I have a text file called file1 which contains the text: "ls -l"
When I enter this command:
Code:
bash < file1 > file1

file1 gets erased. However if I enter this command:
Code:
bash < file1 > newfile

the output from "ls -l" is stored in newfile. My question is why doesn't file1's text ("ls -l") get replaced with the output of the ls -l command?
Last edited by Franklin52; 03-11-2011 at 03:42 AM.. Reason: Please use code tags
# 2  
Old 03-07-2011
For that the OS would have to execute your instructions sequentially... This is what multiprocessing OS is all about (remember?
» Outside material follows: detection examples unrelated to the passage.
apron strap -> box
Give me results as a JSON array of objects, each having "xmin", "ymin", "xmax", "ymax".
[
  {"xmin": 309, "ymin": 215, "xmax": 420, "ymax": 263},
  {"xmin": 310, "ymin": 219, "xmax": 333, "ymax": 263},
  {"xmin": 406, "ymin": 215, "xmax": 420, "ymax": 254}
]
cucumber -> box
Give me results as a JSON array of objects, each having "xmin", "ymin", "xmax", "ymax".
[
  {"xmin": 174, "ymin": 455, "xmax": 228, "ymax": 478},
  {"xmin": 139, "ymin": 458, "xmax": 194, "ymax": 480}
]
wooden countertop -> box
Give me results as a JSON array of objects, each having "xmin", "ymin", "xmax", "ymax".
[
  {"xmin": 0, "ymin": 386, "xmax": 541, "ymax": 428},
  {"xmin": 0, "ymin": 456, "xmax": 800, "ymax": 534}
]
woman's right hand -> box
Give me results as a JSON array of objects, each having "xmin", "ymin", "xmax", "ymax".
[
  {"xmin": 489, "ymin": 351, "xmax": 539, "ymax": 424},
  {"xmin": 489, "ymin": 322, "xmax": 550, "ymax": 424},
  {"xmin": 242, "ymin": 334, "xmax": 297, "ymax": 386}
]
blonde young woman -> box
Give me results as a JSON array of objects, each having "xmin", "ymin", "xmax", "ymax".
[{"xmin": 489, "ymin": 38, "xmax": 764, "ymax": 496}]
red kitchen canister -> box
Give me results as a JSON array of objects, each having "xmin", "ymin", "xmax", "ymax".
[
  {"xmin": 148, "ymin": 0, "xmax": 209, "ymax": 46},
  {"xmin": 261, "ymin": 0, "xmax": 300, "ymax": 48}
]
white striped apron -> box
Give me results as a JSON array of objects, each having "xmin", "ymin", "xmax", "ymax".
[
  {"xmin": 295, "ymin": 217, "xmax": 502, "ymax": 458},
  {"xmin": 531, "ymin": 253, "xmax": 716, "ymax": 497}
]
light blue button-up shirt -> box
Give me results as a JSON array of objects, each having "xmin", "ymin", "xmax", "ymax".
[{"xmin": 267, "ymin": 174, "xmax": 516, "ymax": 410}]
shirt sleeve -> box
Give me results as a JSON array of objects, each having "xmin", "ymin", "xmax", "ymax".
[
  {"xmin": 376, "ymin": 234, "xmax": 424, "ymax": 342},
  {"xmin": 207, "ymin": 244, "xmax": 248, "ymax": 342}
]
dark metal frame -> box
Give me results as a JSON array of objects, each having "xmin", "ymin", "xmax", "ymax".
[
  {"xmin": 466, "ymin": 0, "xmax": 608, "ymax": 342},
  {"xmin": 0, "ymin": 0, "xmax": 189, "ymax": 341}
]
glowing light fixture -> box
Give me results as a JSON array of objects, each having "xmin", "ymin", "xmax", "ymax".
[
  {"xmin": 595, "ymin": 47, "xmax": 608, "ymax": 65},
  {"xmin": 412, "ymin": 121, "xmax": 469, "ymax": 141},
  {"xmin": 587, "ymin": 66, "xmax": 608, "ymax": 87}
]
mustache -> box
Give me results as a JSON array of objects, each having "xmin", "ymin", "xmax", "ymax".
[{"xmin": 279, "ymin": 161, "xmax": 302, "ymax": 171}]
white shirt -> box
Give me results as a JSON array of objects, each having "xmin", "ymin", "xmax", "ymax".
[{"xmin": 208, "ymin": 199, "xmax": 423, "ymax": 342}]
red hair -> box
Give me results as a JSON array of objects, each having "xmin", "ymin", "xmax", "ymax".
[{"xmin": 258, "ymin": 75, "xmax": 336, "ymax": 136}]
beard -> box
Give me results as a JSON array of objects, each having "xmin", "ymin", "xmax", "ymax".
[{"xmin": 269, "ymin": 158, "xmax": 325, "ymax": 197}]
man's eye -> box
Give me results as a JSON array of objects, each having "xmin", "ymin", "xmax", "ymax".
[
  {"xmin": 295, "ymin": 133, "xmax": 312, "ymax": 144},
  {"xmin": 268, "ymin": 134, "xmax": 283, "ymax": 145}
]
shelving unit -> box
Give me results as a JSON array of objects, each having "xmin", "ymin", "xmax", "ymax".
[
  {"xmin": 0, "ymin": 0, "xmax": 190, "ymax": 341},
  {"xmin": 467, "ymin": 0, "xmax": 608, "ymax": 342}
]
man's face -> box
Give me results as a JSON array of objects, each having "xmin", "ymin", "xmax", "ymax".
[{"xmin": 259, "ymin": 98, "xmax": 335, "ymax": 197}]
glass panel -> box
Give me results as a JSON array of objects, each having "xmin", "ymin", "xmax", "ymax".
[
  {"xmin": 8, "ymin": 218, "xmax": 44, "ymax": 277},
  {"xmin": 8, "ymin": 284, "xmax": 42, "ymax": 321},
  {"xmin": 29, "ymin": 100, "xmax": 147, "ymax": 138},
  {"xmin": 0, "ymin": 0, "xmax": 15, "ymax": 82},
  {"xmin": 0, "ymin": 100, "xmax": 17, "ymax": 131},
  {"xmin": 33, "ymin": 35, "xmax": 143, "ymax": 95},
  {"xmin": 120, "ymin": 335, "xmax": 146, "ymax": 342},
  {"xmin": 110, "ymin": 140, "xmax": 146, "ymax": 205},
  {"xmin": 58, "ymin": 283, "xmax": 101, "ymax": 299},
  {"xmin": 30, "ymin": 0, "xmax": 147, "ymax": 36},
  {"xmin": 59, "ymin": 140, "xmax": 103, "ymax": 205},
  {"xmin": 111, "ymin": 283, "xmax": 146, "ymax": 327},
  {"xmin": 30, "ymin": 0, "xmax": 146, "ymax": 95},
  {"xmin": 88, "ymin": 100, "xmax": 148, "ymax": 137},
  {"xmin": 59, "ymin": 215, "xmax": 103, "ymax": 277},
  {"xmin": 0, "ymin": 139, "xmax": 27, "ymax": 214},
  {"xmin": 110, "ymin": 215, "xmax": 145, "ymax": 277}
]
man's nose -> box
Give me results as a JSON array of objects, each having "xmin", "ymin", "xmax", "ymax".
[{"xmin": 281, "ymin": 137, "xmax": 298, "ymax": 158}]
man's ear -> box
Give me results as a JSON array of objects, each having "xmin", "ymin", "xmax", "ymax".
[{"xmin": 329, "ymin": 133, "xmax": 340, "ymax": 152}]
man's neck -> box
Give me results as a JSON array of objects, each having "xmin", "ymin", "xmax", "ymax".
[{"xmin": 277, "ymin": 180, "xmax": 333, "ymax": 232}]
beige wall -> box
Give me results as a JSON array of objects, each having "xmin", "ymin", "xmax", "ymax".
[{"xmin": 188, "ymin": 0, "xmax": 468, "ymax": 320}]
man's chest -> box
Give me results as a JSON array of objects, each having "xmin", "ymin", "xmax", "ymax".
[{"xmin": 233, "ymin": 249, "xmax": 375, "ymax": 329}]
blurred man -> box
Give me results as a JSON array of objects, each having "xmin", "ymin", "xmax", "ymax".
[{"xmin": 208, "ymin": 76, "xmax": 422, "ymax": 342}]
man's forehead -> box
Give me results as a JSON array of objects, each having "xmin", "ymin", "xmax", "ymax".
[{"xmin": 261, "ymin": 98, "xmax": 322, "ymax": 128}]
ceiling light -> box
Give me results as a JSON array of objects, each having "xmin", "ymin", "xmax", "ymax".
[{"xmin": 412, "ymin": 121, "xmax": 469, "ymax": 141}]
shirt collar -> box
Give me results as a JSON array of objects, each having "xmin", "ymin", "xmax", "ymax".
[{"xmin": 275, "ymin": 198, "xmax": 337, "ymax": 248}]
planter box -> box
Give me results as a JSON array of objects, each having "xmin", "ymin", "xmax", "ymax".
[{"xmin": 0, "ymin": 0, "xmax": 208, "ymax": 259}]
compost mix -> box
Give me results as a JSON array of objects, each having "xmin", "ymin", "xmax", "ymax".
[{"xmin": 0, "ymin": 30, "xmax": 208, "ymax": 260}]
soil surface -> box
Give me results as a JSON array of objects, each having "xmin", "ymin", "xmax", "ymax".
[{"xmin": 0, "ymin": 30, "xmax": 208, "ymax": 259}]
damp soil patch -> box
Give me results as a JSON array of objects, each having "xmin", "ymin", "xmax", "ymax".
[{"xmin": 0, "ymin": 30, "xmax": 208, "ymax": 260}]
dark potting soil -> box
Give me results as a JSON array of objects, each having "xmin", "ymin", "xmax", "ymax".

UNIX is a preemptive multitasking, multiprocessing OS...)
# 3  
Old 03-09-2011
I don't know what a preemptive, multitasking, multiprocessing OS is let alone how it relates to my question
# 4  
Old 03-10-2011
Quote:
Originally Posted by phunkypants
I have a text file called file1 which contains the text: "ls -l"
When I enter this command:
bash < file1 > file1
file1 gets erased. However if I enter this command:
bash < file1 > newfile
the output from "ls -l" is stored in newfile. My question is why doesn't file1's text ("ls -l") get replaced with the output of the ls -l command?

if we look at how the second version works:
1. bash will create a empty file called newfile, ready to accept the output from your commands.
2. bash will open the file1 to get input.
3. bash will run the ls -al that it found in file1.
4. the output of ls -al is sent to the output file called newfile.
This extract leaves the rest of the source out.